The further adventures of a California reservoir. A year and a week ago — late March 2013 — Kate and I camped in the very nice Loafer Creek campground at Lake Oroville State Recreation Area. The lake, the main reservoir for the State Water Project and the second largest California reservoir after Lake Shasta, was about 85 percent full at the time. If you were following the vagaries of the state’s water season, you might have been a little troubled by the fact the 2012-13 rains had virtually disappeared after the turn of the new year. What wasn’t apparent during the first visit up there was that the rains wouldn’t return in the fall, either, and that the lake would fall to just one-third full by January — low in any season, but especially alarming in that the reservoir levels here and virtually everywhere else across the state continued to decline at a time when they’d usually be filling up with runoff from winter storms.
I drove up to Lake Oroville on January 18, which happened to mark the lake’s low point during the current water year (July 1, 2013-June 30, 2014).
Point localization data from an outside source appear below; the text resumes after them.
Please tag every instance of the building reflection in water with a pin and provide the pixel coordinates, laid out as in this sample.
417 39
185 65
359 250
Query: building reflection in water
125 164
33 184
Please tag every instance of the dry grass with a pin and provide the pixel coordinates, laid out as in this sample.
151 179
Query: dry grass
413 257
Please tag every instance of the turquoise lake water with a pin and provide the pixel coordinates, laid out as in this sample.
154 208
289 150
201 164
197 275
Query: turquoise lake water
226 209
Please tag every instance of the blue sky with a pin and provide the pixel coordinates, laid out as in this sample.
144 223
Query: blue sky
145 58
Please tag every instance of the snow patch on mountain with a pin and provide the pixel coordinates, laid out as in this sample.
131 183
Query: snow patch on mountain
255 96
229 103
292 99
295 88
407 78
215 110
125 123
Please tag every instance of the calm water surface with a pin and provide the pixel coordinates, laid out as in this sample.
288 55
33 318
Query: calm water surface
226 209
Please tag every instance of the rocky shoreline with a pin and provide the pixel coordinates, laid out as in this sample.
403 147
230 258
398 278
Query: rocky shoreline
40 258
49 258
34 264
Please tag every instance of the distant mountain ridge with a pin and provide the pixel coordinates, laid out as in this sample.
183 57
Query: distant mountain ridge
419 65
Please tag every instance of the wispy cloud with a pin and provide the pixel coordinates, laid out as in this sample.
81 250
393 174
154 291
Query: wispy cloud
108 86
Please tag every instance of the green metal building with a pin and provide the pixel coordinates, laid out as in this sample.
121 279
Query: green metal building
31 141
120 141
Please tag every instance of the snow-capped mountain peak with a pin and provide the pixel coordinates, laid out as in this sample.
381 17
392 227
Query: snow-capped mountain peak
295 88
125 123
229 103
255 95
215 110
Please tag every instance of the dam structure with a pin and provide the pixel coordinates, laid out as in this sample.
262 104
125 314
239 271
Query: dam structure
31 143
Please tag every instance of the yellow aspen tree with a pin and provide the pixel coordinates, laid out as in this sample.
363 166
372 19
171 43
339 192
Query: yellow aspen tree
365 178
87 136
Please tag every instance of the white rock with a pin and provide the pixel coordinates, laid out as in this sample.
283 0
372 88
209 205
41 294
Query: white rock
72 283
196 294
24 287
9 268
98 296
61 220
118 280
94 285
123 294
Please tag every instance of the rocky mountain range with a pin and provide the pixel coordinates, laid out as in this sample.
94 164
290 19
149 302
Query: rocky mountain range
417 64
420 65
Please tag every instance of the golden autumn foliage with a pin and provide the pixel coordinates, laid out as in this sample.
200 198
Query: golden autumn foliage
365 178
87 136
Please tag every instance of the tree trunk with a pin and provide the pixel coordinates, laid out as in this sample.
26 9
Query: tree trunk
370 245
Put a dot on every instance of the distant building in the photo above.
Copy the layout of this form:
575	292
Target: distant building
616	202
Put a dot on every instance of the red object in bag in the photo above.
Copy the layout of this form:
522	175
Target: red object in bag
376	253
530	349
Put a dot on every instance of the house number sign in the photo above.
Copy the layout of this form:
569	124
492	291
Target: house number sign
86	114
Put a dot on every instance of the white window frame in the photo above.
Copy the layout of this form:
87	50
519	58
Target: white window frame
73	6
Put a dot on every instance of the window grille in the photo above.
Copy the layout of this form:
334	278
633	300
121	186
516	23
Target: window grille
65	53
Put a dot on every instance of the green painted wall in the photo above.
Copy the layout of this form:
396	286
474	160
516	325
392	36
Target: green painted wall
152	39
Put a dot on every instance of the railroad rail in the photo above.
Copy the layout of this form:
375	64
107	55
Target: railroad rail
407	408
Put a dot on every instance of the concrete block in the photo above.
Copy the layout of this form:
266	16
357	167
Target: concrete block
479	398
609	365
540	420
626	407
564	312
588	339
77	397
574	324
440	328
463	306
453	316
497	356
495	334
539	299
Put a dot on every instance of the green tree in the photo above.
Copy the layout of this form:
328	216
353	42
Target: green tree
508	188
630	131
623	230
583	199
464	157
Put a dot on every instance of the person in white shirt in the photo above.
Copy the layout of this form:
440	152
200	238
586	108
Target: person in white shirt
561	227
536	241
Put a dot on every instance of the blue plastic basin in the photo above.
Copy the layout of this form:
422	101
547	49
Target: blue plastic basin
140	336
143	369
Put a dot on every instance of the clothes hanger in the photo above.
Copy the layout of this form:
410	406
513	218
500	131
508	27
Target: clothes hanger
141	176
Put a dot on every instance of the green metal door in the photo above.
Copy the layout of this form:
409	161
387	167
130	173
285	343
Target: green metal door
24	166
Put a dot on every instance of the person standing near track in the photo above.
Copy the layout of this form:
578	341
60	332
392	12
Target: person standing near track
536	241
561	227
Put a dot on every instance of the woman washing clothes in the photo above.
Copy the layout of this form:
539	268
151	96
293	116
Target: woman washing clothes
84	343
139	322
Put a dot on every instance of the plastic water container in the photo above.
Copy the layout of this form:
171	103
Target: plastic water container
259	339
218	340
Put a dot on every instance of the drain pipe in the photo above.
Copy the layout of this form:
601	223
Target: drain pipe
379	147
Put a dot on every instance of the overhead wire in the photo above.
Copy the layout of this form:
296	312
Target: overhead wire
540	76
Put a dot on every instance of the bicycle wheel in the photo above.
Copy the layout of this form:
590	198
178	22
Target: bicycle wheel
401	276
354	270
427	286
The difference in the lake’s appearance was dramatic — see the slideshow below. But when seasonal rains finally returned in early February, the lake began to rise. One way of measuring lake level is the height of the lake surface above sea level. When full, Lake Oroville’s surface is 900 feet above sea level. When Kate and I visited in March 2013, the surface level was 860 feet; when I went back in January, it stood at 701 feet according to the numbers from the state Department of Water Resources. The same source shows the lake at 759 feet now and rising.
Yesterday, Thom and I drove up to Oroville to take a look and take a new set of pictures to show the change since January (they’re incorporated into the slideshow). My impressions:
I suppose this is a “glass half-full/half-empty” exercise on a grand scale, especially since the lake is at almost exactly 50 percent of its total capacity right now. On one hand the lake is up almost 60 feet from the last time I saw it and has added about 40 percent to its storage — it’s added about 500,000 acre-feet since January, enough water for about 1 million California households. More water is coming, too: Even though the forecast for the next couple of weeks and beyond looks pretty dry, and even though we’re nearing the tail end of the rainy season, the snowpack will start too melt and run down the branches of the Feather River that flow into the lake.
The conventional wisdom is that half of the state’s stored water is captured in the Sierra snows that wind up in streams, rivers and reservoirs. One slice of Lake Oroville history shows how dramatic an impact the snowpack can have:
A drier-than-normal water year in 2008-09 reduced the reservoir’s storage to a shade more than 1 million acre-feet, less than 30 percent of capacity, and lowered the surface to 665 feet above sea level by early January 2009; that’s about 20 percent less water and about 45 feet lower than the level we saw this past January. Then storms began arriving and began building the northern Sierra snowpack. The water content of the snow in the Feather River drainage reached about 130 percent of normal by early April 2010, and the lake had come up to virtually the same level as it is this weekend. The reservoir, which had reached its lowest point on January 11, kept rising through June 29, when it reached its high point of about 2.7 million acre-feet and elevation of 843 feet above sea level. That’s a rise of 178 feet in less than six months.
So that’s the glass half-full. It’s normal for our reservoirs to rise and fall, often dramatically (and no, I’m not addressing here the impact of how the reservoirs are operated — how much water is released, when, and why).
Here’s the empty half of the glass for Lake Oroville: This year, the Department of Water Resources estimates that the water content in the thin layer of snow in the Feather River watershed’s high country is just 13 percent of average for this time of year. Thirteen percent. So, we’re not going to see any late season rise in the lake. More likely, we’ll see a scenario more like the one that unfolded in 2007-08, when two drier-than-normal years left the lake at close to the same level we see today — 753 feet. The watershed’s snowpack was lower than normal, and although runoff gave the lake a boost, it topped out at just 760 feet and 50 percent capacity in late May. That dry rain year was followed by another, and in February 2009, the state declared a drought emergency.
None of this is meant to make a single reservoir, even a big one like Lake Oroville, seem more important than it really is. But reservoirs are important to making it possible for 38 million people to live, and for a rich agricultural industry to thrive,in a place where it typically doesn’t rain much for six months of the year. And Lake Oroville’s water storage happens to mirror what’s happening with the state’s water supply picture as a whole at the moment: The Department of Water Resources’ daily summary of 44 key reservoirs shows them collectively at 64.4 percent of average for today’s date. Lake Oroville is at 65 percent.